第14話 嵐が過ぎれば
「運ぶのに時間かかったのはすまなかった。体に問題はないか?」
任務翌日、医務室のベッドに転がったトレハに、イチトは話しかけた。
体にはいくつか管が取り付けられており、首の縫い合わせた跡も痛々しい。
「最後の方は本当にヤバかったよ。こう、寝っ転がってるのに、更に倒れそうになる感じがした。正直、宙域に戻った記憶もない」
「悪かった。宙域が犯罪者に囲まれてて、戻るために半壊させたら時間食った」
「ついでみたいに敵を半壊させるなよ……それじゃあ、もう一人の隊員も来たのか?」
「ああ、あの女だろ?ったく、どこが強いんだよあんなちんちくりん」
「ちんちくりん……?えっ、じゃあ二人だけで壊滅させたのか……十分強いじゃねえかよ、俺とは違って」
「組まなきゃいけない強さより、一人で使える強さの方が良いと思うんだがな」
「交換できるなら、今すぐしたいぐらいだ」
トレハの声は震えていた。
首の痛みに耐えつつ、自分の出血を押し留めることしかできない時間は、どれほど恐ろしかっただろうか。
トレハの『星群』も、死なないためには有用ではあるが、そもそも怪我を負うこと自体が耐えがたい苦痛なのだろう。
他人と協力することに抵抗がないトレハが、そもそも怪我を負うこともない『双騎当千』を欲しいと思うのは、不思議はない。
「方法が見つかったらまた話しにくる。困ったことがあったら言ってくれ」
「ああ……」
空気が重い。イチトはこれ以上口を開くと面倒が起こりかねないと思い、部屋を後にした。
「やっほーっ☆」
扉を開けると、出迎えたのは面倒の塊ことニコラだった。
「何しに来た」
「お見舞い」
「なら中に入れ。俺は帰る」
「いやいやいや、もののついでに、少しお話していきませんかねえクロイくん」
「お断りだ。俺は今から訓練しなきゃならねえんだよ」
「ほへえ、じゃあ、一緒にやろうぜ相棒」
イチトは最早言葉を交わすのすら嫌だと言わんばかりにその場から離れる。
それには流石にニコラも、少し顔を顰めた。
「何が駄目なのさ。君も一人じゃどうしようもないって認めたから組んだんでしょ?」
「今回のことは感謝してる。だが、消えろ」
はっきりとした拒絶。これまでよりも強く、早く跳ねのけられた。
流石のニコラも、その異常さに気が付いた。
一度目に組んだ時は、一度裏切ったような形になるのだから、その後の勧誘への当たりが厳しくなっても仕方がない。
だが今回に限って言えば、無断でついていったことを除けば何ら問題はなかったはずだ。
手配犯を逃してしまったが、それが原因なら既に言っているだろう。
その他に不味いところがあったということだろうが、ニコラには特に何か、明らかに関係が悪化するようなことをした覚えがない。

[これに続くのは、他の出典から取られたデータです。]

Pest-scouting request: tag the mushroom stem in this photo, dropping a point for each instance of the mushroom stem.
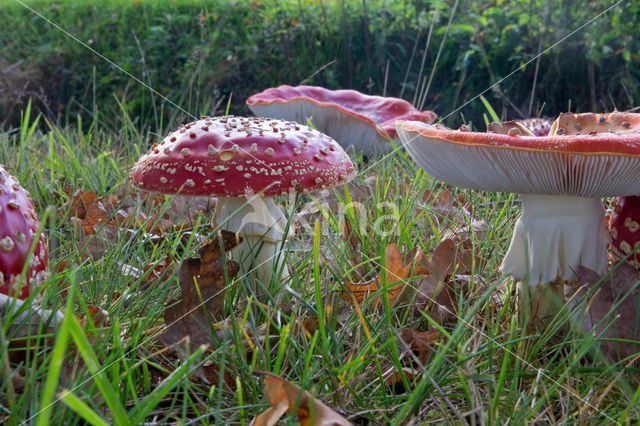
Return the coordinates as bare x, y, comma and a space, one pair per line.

そして記憶を辿っても、宙域に帰り着くまでのイチトの顔は、少なくとも最初にあった時よりは悪い表情ではなかった。
つまりは任務を終えるまでは問題がなかった。そして任務後に初めて接触したのは、今。
トレハに後遺症もなかったし、人質に怪我もないと聞いている。
考えれば考えるほど、完璧なまでに作戦は成功している。
嫌われる理由は、ない……
「……そうか、成功したからか」
一つ、ニコラは仮説を思いついた。
だとすれば非常に面倒だ。何せニコラが努力するほどにイチトは一人で闘うことに固執する。
「これは、泥臭い方法使わなきゃかなあ?」
ニコラは真剣な顔で遠ざかるイチトの背中を眺めた。
イチトは再び、訓練室で相手を募集した。
すると一回戦場を生き延びたことで気が大きくなったのか、ぽつりぽつりと戦いを挑む隊員が現れた。
しかしまともに戦おうという気概があるものは一人もいない。
物見遊山で挑んでくる素人ばかりで、何の役にも立たない、一人で型の練習をしているかのような試合が繰り広げられる。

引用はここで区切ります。